And that's actually it. It's not much, but having or return the first non-false element instead of simply returning true or false is really convenient.

Bitten by quotes

2016-08-25

I got bittem by quotes twice in a day recently. When "obviously correct" code doesn't work, debugging quickly gets frustrating. In both cases I had super simple obviously correct code that malfunctioned.

Naturally, in both instances, my code was obviously wrong once I got to take a step back.

Modifying literals

So I was writing test cases for a newly written procedure which destructively modifies a parameter passed to it. This itself is an interesting concept in LISP and it's one of these pretty big "little differences" to C++ where my experience really is.
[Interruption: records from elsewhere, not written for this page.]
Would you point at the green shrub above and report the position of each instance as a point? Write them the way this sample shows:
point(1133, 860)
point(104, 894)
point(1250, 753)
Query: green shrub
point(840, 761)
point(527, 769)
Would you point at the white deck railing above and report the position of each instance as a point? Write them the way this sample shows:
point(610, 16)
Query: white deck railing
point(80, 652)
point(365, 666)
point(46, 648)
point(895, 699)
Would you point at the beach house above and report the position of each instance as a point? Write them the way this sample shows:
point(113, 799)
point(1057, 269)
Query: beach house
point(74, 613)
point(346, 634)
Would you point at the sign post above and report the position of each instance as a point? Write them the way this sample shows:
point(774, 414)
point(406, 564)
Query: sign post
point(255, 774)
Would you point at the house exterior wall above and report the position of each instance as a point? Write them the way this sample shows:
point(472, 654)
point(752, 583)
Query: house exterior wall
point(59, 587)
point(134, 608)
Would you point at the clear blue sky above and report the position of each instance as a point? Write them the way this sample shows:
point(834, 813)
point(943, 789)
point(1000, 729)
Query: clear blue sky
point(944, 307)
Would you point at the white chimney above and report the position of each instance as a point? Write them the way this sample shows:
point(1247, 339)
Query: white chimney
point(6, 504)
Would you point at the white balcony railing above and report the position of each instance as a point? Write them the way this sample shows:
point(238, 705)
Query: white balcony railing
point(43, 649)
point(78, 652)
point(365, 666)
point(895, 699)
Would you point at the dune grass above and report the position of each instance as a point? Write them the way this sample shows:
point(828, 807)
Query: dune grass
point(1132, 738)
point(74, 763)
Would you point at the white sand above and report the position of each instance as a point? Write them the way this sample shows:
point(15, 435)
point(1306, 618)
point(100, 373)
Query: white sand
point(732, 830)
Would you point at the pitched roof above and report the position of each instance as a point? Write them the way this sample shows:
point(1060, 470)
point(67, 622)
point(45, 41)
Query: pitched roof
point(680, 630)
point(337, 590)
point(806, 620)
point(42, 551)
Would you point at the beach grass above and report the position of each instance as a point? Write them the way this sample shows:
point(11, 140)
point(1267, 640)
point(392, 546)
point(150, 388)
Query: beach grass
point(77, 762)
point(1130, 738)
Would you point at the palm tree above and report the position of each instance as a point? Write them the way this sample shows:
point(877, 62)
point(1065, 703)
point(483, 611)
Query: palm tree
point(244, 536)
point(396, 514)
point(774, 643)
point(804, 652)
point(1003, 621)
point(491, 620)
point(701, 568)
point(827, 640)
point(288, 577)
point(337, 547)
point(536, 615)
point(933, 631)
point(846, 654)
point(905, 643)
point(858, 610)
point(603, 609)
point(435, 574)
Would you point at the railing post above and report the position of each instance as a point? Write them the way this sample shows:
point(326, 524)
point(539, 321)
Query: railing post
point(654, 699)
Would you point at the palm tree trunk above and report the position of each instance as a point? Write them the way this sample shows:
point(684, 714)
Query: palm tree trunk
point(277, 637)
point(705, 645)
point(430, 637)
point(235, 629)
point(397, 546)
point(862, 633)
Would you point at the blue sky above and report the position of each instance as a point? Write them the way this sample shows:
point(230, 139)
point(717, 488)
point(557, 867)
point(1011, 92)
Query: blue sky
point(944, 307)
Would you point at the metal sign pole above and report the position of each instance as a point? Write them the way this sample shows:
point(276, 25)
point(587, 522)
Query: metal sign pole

Let's digress. In C++ you can pass arguments by value or by reference; but can choose to pass a pointer to an object - this is technically passing by value (you pass the pointer by value) but the code that gets generated by the compiler is more like when you pass by reference (which passes a pointer). However, in C++ you would stick a const on every argument your function shouldn't modify (which can cause confusion when you stick a const on a pointer-type value but the function then modifies the non-const data that the constant-valued pointer is pointing at; but poor code and lack of insight can cause mistakes in any language of course).

In LISP on the other hand, you always pass references to data (except when you pass literals) and there's no const equivalent. Effectively that means any procedure can modify the arguments it's passed. Of course you don't generally want that, and the standard library has conventions on procedure names that modify versus those that don't (e.g. subst vs. nsubst) - so this is not really a problem in the real world.

Anyway, I wrote a function that modifies a subset of an s-expression representing an XML document; it modifies the given document in-place and returns the modified document. The implementation is not important but the snippet below shows that in one situation we modify the cdr of the document (sexp) given.

(defun sexp-add-parameter (sexp key value) " ... " (declare (type list sexp) (type string key) (type string value)) ... ;; We don't have an arg list; insert one (setf (cdr sexp) (cons (list :@ (cons key value)) (cdr sexp))))) sexp)

My test code uses the 5am framework and I had two tests that looked like:

;; Add parameter to empty element with non-empty parameter list (5am:is (equal '("foo" (:@ ("a" . "b") ("key" . "value"))) (sexp-add-parameter '("foo" '(:@ ("a" . "b"))) "key" "value"))) ;; Add parameter to non-empty element with empty parameter list (5am:is (equal '("foo" (:@ ("key" . "value")) "baz") (sexp-add-parameter '("foo" (:@) "baz") "key" "value")))

So in short these two tests supply S-expressions that represent simple XML documents and the sexp-add-parameter procedure is called to insert (or alter) a given parameter (or attribute if you will) on the top-level element.

On my developer machine, executing this code from the editor (C-x C-e from Emacs using SLIME integration to the running SBCL LISP system) just worked. But the CI system failed the build! Re-building locally with the build-system optimization settings also failed the test.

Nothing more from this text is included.